Apple's own processors are a resounding success for the company, offering strong performance and outstanding battery life, and most software companies moved quickly to release new versions of their apps compatible with the ARM chips. One big-leaguer, though, has not: Dropbox says it hasn't even considered it and has no plans to do so. The problem for users is that Dropbox is always running, and under emulation that means it's always killing battery life.

Mac owners agreed that the Rosetta option is a very poor solution.

"Agreed, while Dropbox does operate under Rosetta without bugs, the power and ram resources required
are silly. With dropbox running I cannot get anywhere near the expected battery life with casual use.
Quit Dropbox and we get back to some semblance of normalcy."

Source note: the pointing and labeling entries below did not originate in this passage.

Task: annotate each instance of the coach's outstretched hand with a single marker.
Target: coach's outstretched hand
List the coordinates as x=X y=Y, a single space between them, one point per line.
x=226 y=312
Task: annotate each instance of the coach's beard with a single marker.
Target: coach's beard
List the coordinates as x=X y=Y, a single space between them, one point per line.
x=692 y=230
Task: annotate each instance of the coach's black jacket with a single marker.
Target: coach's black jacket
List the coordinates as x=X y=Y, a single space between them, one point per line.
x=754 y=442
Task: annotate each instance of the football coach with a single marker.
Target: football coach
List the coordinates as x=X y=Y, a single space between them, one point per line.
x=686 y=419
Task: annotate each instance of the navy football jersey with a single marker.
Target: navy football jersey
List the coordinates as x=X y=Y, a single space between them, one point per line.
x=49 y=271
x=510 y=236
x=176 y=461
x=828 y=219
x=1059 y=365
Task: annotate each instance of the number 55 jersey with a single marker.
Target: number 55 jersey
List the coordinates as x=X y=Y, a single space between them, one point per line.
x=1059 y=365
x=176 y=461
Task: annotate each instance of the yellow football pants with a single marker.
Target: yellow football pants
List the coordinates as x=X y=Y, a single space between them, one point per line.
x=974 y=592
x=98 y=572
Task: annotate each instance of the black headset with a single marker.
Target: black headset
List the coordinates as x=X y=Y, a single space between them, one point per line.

"Come on now, I pay for this service, it's not freeware done by one dude at home, this should have been ready for M1 long ago."

Incredibly, a Dropbox representative said they weren't even going to share the suggestion internally without more support!

"This idea is going to need a bit more support before we share your suggestion with our team."

It's news today, but it's been clear for a while that M1 support wasn't coming. There are so many alternatives—even Microsoft OneDrive supports Apple Silicon! If you really are stuck with Dropbox on Mac, because you or someone in charge of you made that mistake, there is a silver lining: you can at least change the batteries on new Mac laptops for the first time in nigh a decade.